Наталья Галкина - АРХИПЕЛАГ СВЯТОГО ПЕТРА
– Он пришел в себя. Может, я схожу за доктором?
– Доктор скоро сам подойдет, все хорошо, не волнуйтесь.
Сестра ретировалась неслышно. Я сказал Настасье, отчитываясь:
– Видел… Абэ… говорили… о высоком… о веерах и корзинах… и пустынях…
– Молчи, молчи, - сказала она. - Лежи тихонько. Потом расскажешь.
Я вспомнил регату, Макса, буддийского монаха.
– А Звягинцев?
– На соседней койке лежит. Он спит. У него тоже все обойдется.
– Где я?
– В больнице, в «Свердловке», в реанимации.
– Давно?
– Потом, потом, - сказала она. - Спи.
Проснулся я среди ночи. Настасьи не было. В ногах пребывал почти невесомый давешний маленький лама. На подоконнике расположился Бригонций. Около меня на табуретке сидел Макс. Я до сих пор не знаю, мерещился ли мне Макс, или и впрямь мы с ним разговаривали в ночной палате.
– Вы хотели убить меня? Зачем? - спросил я его.
– Я вас не убить хотел, а предупредить. У меня таких авторучек большой набор. Результаты… м-м-м… соприкосновения с разными перышками разные. Но все не совсем так оборачивается, - сказал он озабоченно, уже не мне. а как бы сам себе, - как должно.
Он неотрывно глядел на меня зверушечьим, а точнее, насекомым взором гипнотизера.
– Человек предполагает, - сказал Бригонций, - а Бог располагает. Хорошая русская поговорка. Жена моя Аннушка ее любила.
– Почему вы отводите глаза? - спросил Макс. - Что вы там видите?
– Не что, а кого, - сказал Бригонций.
– Я не только вижу, - сказал я, - я еще и слышу.
– Не поговорить с человеком, достойным разговора, - заметил лама, - значит потерять человека.
– Совершенно верно, - сказал я.
– Это вы мне? - спросил Макс.
– Ни в коем случае, - сказал я.
Макс был настроен на монолог, время от времени прерывающийся диалогом; полилога он не слышал; однако его слышал я и в нем участвовал; в результате речь Макса доходила до меня не целиком.

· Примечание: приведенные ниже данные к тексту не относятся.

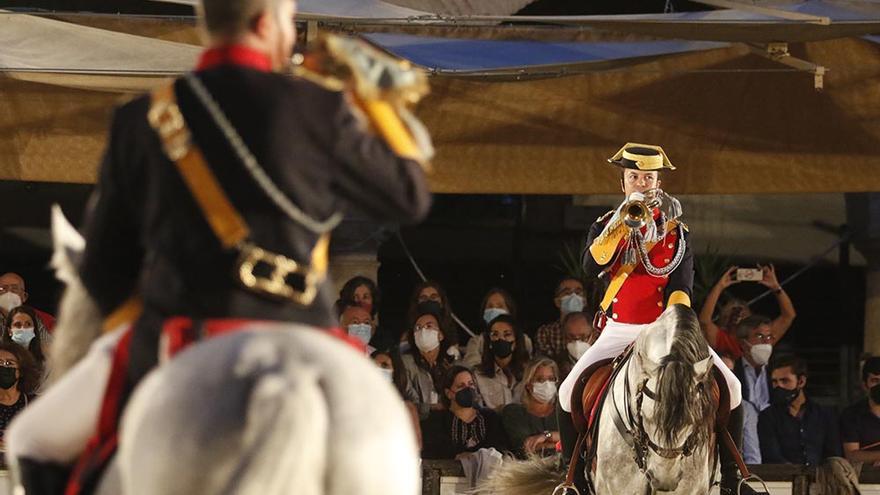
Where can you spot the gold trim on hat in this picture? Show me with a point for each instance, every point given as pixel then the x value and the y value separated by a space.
pixel 644 162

– …безответственности. Подумайте о нем, о муже, живущем вдали от Родины, делающем все ради этой самой Родины, разлученном не своей волею с дочерью и женой.
– Да неужто в ваш безумный век шпионами делаются не добровольно?! - вскричал Бригонций. - В мое время люди занимались такого рода делами исключительно в силу склонности натуры, из любви к приключениям, из авантюризма, по сребролюбию, само собой.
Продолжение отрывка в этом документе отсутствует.